The recess bell rings. They kids race back inside. The doors close, and I’m alone again. I pick myself up, trudge back down t to my waiting car, climb in, and drive home.

#

It’s 2018. I’m far from from that park and playground, far from that life. I’m a father now, and am re-experiencing childhood again through my son’s eyes.  The GI Joe toys are all gone – sold off to collectors a few years ago. I kept a few favorites though, because you can’t completely part with the things from your childhood. I didn’t need the money, or even the space. I just needed to say goodbye to them and let someone else take joy from their presence. And as I saw them all exit my life, one parcel at a time, I realized they were just … THINGS. Pieces of plastic and die-cast metal. That’s it. And I think the decision to sell them made all the difference in my life.

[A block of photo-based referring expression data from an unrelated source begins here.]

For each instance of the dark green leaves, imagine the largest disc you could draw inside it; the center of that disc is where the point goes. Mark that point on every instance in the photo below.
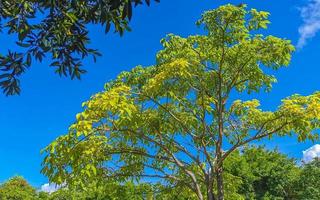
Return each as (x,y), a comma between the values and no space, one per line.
(57,30)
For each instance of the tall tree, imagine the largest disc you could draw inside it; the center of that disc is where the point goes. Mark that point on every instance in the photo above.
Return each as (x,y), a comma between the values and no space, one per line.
(174,121)
(59,31)
(308,185)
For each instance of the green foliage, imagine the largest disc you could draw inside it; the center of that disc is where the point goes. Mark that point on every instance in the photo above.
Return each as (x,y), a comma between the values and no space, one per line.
(17,188)
(59,31)
(308,185)
(174,121)
(265,174)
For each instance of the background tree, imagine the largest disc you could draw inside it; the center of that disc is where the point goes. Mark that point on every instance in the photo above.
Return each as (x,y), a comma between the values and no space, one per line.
(57,29)
(264,174)
(175,122)
(308,185)
(17,188)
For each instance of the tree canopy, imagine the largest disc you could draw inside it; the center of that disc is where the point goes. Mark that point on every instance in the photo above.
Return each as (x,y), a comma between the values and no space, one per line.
(57,29)
(176,122)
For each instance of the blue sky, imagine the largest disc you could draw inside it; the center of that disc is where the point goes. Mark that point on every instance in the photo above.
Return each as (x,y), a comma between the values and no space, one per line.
(48,104)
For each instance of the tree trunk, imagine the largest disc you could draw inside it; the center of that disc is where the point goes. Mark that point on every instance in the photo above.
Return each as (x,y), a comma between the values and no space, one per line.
(210,193)
(219,177)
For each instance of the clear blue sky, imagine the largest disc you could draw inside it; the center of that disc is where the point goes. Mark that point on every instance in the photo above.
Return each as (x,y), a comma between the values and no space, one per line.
(48,104)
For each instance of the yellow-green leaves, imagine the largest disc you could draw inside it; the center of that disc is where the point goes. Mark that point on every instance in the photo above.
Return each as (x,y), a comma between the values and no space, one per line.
(166,120)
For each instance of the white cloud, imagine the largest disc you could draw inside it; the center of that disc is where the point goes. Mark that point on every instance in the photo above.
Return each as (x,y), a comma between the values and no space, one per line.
(49,187)
(311,153)
(310,15)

You can appreciate your childhood, and should do so, but not at the expense of the here and now. For a time those pieces of molded plastic assembled in Taiwan and shipped overseas to fill toy-stores everywhere was our entire world. They were important to me. They meant something, at a time when I was still figuring out what life was all about. For a boy who moved around a lot as a child, those toys became my friends at a time when I didn’t have any. My childhood memories divide up into neat, tidy compartments; the toys I played with, the comics and books I read, are all linked to a place and a time.

I don’t know how long we’ll stay here in this new city. But I do know and hope that my son will find the same joy, the same warmth, the same friendship with those toys he comes to love. Because sometimes childhood is as much about the things you cherish for an all-too brief moment in time.